Carefully Crafted on October 10

Cindy McCain: Only the Untrained Have PTSD

Cindy McCain, in an interview published by Marie Claire:

MC: You met your husband after his POW days. To what extent is that still with you — or is it a part of history?
CM: My husband will be the first one to tell you that that’s in the past. Certainly it’s a part of who he is, but he doesn’t dwell on it. It’s not part of a daily experience that we experience or anything like that. But it has shaped him. It has made him the leader that he is.

MC: But no cold sweats in the middle of the night?
CM: Oh, no, no, no, no, no. My husband, he’d be the first one to tell you that he was trained to do what he was doing. The guys who had the trouble were the 18-year-olds who were drafted. He was trained, he went to the Naval Academy, he was a trained United States naval officer, and so he knew what he was doing.

Really? The only veterans in Vietnam were the 18-year-old kids who were drafted? Let’s be real. Some people may say that this shouldn’t matter when you’re voting for president. I disagree. I’d bet that Cindy and Sen. McCain have discussed this before. Can’t you just hear McCain “Oh, no!

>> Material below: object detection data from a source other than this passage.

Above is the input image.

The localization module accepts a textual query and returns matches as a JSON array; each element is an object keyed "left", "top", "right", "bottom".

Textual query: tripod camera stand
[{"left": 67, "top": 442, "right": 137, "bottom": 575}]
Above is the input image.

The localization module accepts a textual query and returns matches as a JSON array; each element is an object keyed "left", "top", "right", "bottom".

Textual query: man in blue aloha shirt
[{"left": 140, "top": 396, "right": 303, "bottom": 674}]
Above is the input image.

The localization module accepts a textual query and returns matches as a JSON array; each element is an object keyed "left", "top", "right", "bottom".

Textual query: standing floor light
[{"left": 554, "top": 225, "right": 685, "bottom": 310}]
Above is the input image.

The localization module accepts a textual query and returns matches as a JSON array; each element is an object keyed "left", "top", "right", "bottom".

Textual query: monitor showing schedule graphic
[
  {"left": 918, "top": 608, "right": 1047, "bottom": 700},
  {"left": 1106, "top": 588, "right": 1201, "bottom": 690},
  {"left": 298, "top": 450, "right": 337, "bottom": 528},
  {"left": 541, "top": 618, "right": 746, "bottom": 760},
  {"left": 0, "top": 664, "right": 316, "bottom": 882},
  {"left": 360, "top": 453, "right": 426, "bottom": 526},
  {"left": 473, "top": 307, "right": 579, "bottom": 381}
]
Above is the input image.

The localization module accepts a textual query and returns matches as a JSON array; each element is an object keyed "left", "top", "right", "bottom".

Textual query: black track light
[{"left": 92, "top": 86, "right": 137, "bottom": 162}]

I never had PTSD … it was just those untrained kids who couldn’t deal!”

Give me a break.  The National Vietnam Veterans Readjustment Study estimates that around one-third of those who served in Vietnam experienced some kind of PTSD. And many experts say that the prevalance is underestimated due to social stigmas and a lack of definitive research. More recently, the VA noticed a 30% increase in PTSD claims in 2005. Do the McCains think those are just from untrained kids? Hardly. If you don’t understand — or just disregard — the source of a problem, how are you supposed to provide the leadership needed to fix it?